地元住民を強制労働させてまで兵力・物資移動を実施した中華帝国軍は、開戦時の勢力を復活させた。
一方、マラッカ海峡を抑えられ、南シナ海が“中国人の海”になることを恐れる各国から派遣された艦隊が、この阻止に向けてスンダ海峡沖に集結しつつあった。
戦火に焼かれた東南アジア一帯において、人々は助け合うのではなく、まだ殺し合おうとしていた。
だが、人々はわかっていた。
この状況が、間違いであることを。
●フィリピン沖
大日本帝国第二機動艦隊 旗艦「飛龍」艦橋
「松本が陥落しました」
参謀長の報告に、艦隊司令となったばかりの小沢提督は、難しい顔を崩さないまま、無言で頷いた。

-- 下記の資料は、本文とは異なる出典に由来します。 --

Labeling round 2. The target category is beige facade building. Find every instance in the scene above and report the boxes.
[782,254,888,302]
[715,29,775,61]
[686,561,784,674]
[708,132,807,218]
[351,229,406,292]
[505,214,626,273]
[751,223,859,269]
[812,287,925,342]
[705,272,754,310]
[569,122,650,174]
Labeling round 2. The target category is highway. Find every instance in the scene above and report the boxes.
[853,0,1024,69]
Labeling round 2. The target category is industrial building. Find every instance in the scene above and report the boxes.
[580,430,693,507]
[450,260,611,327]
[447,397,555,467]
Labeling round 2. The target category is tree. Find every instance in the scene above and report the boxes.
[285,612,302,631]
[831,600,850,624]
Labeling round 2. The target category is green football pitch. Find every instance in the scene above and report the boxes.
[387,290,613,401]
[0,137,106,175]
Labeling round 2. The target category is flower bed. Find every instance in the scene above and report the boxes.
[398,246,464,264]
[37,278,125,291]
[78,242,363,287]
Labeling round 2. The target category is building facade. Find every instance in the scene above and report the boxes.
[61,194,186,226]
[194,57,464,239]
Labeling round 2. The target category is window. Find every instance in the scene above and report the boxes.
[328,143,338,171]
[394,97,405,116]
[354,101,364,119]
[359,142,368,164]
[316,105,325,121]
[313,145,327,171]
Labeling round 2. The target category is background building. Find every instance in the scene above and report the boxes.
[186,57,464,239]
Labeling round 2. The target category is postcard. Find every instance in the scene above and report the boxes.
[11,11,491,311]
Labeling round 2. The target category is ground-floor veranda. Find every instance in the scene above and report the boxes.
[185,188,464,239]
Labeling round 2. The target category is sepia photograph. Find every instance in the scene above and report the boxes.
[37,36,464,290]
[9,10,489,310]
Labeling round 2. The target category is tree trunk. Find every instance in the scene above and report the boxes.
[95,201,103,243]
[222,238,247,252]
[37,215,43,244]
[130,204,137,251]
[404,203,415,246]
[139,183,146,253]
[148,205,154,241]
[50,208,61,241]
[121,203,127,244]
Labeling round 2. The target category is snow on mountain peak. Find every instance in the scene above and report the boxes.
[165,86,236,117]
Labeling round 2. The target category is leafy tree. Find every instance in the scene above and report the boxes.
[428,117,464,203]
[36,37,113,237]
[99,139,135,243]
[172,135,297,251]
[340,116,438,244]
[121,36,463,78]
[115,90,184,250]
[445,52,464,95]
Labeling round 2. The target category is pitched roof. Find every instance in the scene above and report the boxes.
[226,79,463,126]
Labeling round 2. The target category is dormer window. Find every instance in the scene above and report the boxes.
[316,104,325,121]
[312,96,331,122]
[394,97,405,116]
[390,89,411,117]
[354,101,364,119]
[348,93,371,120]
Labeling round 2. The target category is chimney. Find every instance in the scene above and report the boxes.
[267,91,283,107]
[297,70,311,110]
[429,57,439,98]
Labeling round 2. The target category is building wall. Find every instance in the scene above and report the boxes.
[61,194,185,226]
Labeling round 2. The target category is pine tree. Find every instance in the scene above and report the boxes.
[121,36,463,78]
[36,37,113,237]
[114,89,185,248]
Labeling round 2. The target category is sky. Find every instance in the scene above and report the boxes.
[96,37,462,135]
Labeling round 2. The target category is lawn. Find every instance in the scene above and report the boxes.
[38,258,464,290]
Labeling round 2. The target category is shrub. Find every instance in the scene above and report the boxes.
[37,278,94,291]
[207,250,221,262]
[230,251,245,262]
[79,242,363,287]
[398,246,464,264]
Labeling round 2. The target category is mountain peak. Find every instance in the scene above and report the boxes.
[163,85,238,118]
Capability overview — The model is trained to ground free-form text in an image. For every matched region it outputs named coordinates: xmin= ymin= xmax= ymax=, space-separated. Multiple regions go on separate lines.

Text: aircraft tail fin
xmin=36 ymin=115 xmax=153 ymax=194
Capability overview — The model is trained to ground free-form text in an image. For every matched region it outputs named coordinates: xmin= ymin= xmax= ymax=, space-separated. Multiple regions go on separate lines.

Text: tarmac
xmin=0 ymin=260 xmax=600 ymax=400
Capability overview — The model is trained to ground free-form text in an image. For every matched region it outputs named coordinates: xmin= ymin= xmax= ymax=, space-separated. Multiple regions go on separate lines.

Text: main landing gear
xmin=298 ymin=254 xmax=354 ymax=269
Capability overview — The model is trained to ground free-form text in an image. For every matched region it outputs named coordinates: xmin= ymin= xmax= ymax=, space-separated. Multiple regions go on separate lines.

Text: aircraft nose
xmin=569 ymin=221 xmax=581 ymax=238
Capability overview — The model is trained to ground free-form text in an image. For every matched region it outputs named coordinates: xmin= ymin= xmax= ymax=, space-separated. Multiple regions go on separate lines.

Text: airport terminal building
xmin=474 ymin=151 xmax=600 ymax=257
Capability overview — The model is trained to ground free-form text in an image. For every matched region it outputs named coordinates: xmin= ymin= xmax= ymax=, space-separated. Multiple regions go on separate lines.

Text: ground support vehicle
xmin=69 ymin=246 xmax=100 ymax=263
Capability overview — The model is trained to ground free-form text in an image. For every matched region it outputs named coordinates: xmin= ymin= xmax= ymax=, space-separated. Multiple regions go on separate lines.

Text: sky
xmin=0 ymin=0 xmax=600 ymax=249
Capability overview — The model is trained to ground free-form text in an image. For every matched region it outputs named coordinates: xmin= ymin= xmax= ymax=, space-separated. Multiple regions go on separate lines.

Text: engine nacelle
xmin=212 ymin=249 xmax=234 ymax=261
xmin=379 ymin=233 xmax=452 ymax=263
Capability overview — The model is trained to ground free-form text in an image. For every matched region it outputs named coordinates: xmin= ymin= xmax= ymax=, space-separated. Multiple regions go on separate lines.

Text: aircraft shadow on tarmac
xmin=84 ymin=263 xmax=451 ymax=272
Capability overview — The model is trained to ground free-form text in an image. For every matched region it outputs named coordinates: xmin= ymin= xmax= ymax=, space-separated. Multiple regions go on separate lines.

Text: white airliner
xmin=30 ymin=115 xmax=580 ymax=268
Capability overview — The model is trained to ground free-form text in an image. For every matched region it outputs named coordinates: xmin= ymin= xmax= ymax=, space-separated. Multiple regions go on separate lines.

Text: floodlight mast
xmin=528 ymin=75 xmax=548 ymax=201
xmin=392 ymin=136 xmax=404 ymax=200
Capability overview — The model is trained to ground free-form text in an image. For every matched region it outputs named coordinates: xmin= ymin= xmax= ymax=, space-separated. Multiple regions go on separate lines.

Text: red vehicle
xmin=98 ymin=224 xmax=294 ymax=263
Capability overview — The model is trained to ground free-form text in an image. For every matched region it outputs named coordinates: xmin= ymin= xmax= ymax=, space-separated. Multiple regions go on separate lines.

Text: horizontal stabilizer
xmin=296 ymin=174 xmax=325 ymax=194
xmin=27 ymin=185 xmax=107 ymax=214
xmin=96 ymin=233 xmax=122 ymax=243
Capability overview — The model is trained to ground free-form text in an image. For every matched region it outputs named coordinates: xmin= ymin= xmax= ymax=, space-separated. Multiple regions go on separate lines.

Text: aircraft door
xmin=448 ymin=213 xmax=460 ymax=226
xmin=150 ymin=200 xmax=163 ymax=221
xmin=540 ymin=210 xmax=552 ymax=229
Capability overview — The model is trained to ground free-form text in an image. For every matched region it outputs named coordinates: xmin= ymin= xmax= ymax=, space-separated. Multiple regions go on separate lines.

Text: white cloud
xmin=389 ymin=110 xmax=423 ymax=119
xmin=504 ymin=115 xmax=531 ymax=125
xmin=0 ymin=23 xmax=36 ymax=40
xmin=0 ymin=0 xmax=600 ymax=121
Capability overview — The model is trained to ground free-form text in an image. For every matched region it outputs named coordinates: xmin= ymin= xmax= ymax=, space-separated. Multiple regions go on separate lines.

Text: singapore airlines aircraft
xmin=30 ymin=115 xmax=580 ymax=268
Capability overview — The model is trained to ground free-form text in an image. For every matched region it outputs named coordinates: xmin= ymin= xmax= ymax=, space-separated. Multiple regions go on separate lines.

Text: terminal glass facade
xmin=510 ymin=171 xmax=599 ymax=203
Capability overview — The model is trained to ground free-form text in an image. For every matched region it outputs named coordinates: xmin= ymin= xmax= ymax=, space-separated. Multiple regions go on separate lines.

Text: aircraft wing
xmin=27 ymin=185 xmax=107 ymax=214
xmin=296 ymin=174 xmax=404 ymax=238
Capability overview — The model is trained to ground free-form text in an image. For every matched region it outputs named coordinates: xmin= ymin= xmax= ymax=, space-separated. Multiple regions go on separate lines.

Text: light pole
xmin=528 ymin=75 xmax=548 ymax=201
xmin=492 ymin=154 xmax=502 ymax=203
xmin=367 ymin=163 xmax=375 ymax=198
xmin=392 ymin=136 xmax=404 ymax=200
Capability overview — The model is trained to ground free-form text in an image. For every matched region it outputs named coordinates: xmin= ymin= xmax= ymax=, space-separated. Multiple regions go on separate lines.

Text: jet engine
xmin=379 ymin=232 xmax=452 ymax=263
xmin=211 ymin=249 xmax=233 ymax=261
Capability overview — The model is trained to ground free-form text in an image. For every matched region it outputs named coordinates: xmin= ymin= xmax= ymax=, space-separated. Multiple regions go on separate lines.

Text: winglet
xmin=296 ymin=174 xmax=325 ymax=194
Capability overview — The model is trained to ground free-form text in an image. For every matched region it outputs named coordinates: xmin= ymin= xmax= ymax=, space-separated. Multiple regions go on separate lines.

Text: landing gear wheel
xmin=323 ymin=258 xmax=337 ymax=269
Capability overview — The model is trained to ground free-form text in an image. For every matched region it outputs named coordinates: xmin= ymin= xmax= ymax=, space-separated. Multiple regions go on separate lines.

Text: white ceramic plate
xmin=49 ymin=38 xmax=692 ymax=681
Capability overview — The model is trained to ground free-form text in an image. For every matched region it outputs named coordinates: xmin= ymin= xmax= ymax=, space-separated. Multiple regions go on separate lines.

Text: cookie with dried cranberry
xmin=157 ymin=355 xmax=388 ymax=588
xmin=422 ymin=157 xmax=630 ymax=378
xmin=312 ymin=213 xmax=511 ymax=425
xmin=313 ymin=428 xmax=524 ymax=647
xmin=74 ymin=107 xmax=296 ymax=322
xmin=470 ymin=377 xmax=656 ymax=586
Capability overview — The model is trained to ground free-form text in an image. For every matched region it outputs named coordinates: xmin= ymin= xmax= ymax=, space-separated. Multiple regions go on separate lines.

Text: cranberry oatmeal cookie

「残念だが陸軍に期待しよう。我々は、与えられた任務をこなせばいい」
「はっ」
小沢は作戦モニターに映し出された海図を睨む。
「追撃している中華帝国海軍の機動部隊、規模と場所は把握しているか?」
「空母3、護衛艦25、米軍の軍事衛星が追跡中です」
「どこだ?」
「シンガポール沖合―――おそらく、こちらがマラッカ海峡を攻めると予測していたのでは?」
参謀長が、海図に艦隊を示す駒を置いた。
「おそらく」
「どちらにせよ、両軍の航空部隊の勢力圏です」
「……」
ふうっ。
小沢は、ため息混じりに甲板を見た。
今、甲板に並ぶのはジェット戦闘機ではない。
プロペラ機だ。
かつての赤色戦争当時の海軍主力戦闘機“烈風”と“スカイレーダー”のリファインモデル機達だ。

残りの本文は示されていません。